Wednesday, June 8, 2011

Mango Cheesecake

Summer is upon us, and that means it's time to whip up that perfectly refreshing summer dessert. Mango Cheesecake? Stop right there.

This recipe was inspired by nutritionella.

Ingredients -

Crust:
1 3/4 c Graham Cracker Crumbs,
(one pack of graham crackers will do the trick)
1/2 c Sugar
6 tbsp Melted Butter

Filling:
3 - 8 oz. Packages of Cream Cheese,
(I used the 1/3 less fat option)
16 oz. Bag of Frozen Mangos,
(found in the freezer section & less expensive than fresh mangos)
1 1/4 c Sugar
4 Eggs
1 tsp Vanilla

Preheat your oven to 325 degrees.

Directions, Crust: Place the graham crackers in a food processor to turn them into dust.


Then mix this dust in a bowl with the sugar. Add the butter and mix these three ingredients together.


Then press this evenly and pack it tightly into a 9" springform pan. Crust complete!


Directions, Filling: Heat all of the mango chunks in a saucepan on medium high until they are warm and thus soft.


Then take an immersion blender to smooth them into puree form. If there are still many tiny chunks of mango, it's okay, it will still taste just as good!


In a separate bowl, beat the softened cream cheese and sugar together until smooth. Add the vanilla. Add one egg in at a time until all is combined. Fold in the mango puree, and pour this into your springform pan upon your homemade crust.

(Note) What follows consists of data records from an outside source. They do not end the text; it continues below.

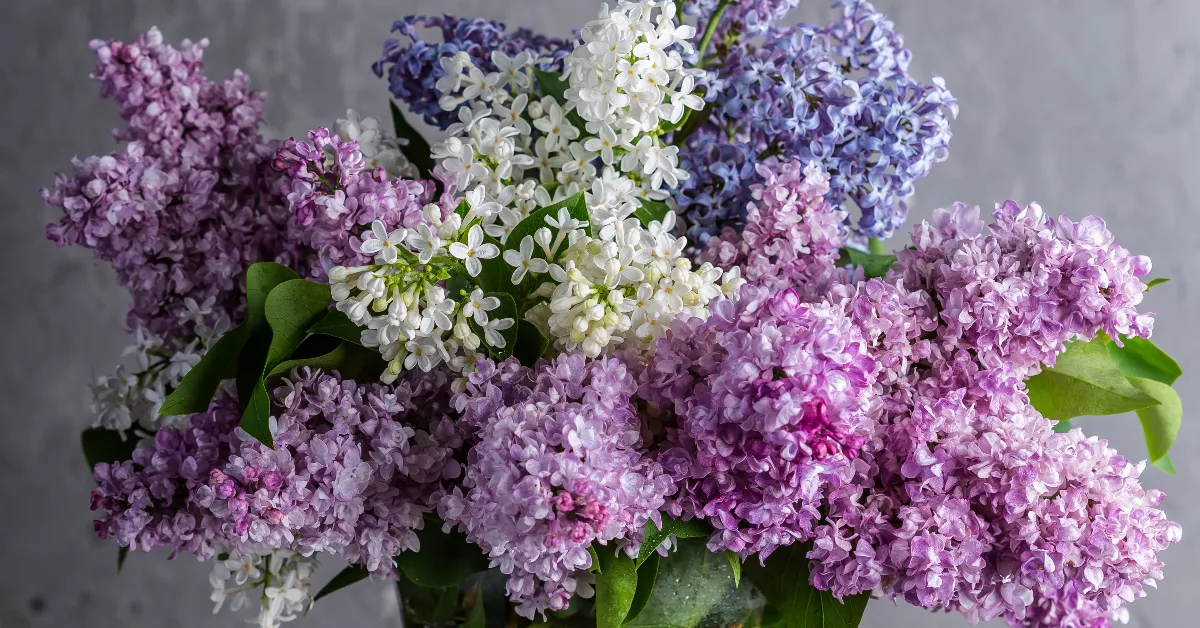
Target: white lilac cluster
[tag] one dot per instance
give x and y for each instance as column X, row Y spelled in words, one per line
column 625, row 85
column 279, row 579
column 132, row 395
column 378, row 149
column 403, row 301
column 619, row 288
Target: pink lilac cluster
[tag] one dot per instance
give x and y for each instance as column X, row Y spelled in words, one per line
column 557, row 465
column 965, row 498
column 349, row 476
column 190, row 202
column 1015, row 291
column 792, row 235
column 772, row 402
column 335, row 196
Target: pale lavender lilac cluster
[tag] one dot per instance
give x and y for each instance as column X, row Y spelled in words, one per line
column 334, row 197
column 413, row 67
column 840, row 95
column 792, row 234
column 965, row 498
column 772, row 401
column 353, row 471
column 190, row 202
column 557, row 464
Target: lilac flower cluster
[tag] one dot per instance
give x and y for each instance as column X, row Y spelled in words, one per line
column 772, row 401
column 840, row 95
column 190, row 202
column 413, row 69
column 1017, row 291
column 557, row 464
column 335, row 196
column 791, row 235
column 349, row 476
column 965, row 498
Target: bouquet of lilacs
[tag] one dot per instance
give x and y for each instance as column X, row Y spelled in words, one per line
column 623, row 347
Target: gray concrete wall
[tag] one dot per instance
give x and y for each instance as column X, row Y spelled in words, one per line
column 1086, row 106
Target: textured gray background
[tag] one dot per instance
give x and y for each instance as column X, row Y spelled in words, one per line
column 1085, row 106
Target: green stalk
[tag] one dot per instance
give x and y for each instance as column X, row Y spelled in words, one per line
column 711, row 29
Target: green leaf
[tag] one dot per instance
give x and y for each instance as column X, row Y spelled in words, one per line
column 874, row 265
column 256, row 419
column 101, row 444
column 327, row 362
column 531, row 345
column 1153, row 282
column 736, row 566
column 261, row 280
column 443, row 560
column 418, row 150
column 694, row 587
column 784, row 581
column 652, row 210
column 616, row 587
column 1143, row 358
column 1164, row 465
column 343, row 579
column 1161, row 424
column 1083, row 382
column 647, row 574
column 292, row 309
column 653, row 537
column 336, row 324
column 196, row 390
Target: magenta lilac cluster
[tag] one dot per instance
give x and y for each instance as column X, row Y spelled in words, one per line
column 191, row 201
column 413, row 67
column 557, row 464
column 772, row 401
column 840, row 95
column 335, row 196
column 352, row 474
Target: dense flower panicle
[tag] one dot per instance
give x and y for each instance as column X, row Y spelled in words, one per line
column 791, row 235
column 346, row 477
column 190, row 202
column 334, row 193
column 840, row 95
column 772, row 400
column 558, row 462
column 413, row 69
column 1018, row 289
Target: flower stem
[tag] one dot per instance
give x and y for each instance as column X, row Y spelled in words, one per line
column 711, row 29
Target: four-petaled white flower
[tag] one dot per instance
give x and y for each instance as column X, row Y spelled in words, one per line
column 382, row 244
column 474, row 250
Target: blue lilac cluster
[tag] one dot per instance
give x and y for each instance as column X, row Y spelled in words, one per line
column 557, row 464
column 352, row 473
column 413, row 67
column 840, row 95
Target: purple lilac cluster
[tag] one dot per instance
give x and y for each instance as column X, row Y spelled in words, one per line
column 335, row 196
column 349, row 476
column 413, row 69
column 840, row 95
column 1018, row 289
column 772, row 401
column 557, row 464
column 791, row 235
column 965, row 498
column 191, row 201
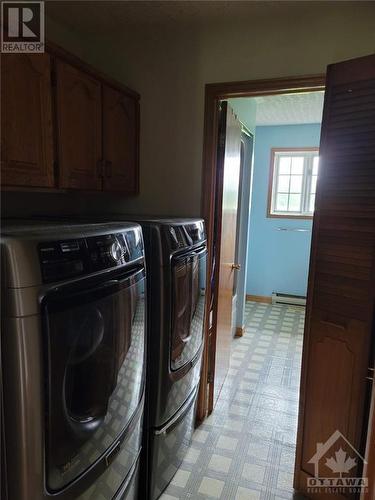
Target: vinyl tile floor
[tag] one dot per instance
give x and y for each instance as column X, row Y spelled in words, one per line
column 245, row 450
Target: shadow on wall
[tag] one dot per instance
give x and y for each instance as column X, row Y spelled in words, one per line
column 278, row 261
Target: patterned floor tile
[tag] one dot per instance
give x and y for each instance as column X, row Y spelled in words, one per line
column 245, row 450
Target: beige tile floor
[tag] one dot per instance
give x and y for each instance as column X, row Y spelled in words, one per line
column 245, row 450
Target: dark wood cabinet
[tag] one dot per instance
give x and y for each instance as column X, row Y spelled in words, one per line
column 26, row 121
column 120, row 141
column 79, row 128
column 66, row 126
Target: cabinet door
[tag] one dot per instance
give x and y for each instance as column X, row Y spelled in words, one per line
column 120, row 141
column 337, row 358
column 78, row 103
column 26, row 121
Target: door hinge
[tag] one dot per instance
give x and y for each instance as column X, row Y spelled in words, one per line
column 101, row 168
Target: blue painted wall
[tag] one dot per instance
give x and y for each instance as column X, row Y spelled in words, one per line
column 277, row 260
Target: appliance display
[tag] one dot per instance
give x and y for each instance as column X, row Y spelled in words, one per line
column 176, row 254
column 73, row 341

It's time to bake! First it's 10 minutes at 325 degrees. Then an additional 70 minutes at 300 degrees. Once this 80 minutes has passed, turn off your oven and let the cheesecake rest inside for an additional 10 minutes. Then remove your cheesecake from the oven and slide a thin knife around the edges of the pan to loosen the cheesecake.


Oh the wait time... Allow your cheesecake to cool on the counter for two hours before removing the sides of the springform pan. Then place your cheesecake in the refrigerator and allow it to chill for four hours before serving. It's well worth the wait! I made it the night before and then brought it to the lake to serve as an after dinner dessert the next day.

Active prep time is 30 minutes, 90 minutes in the oven, 6 hours chill time.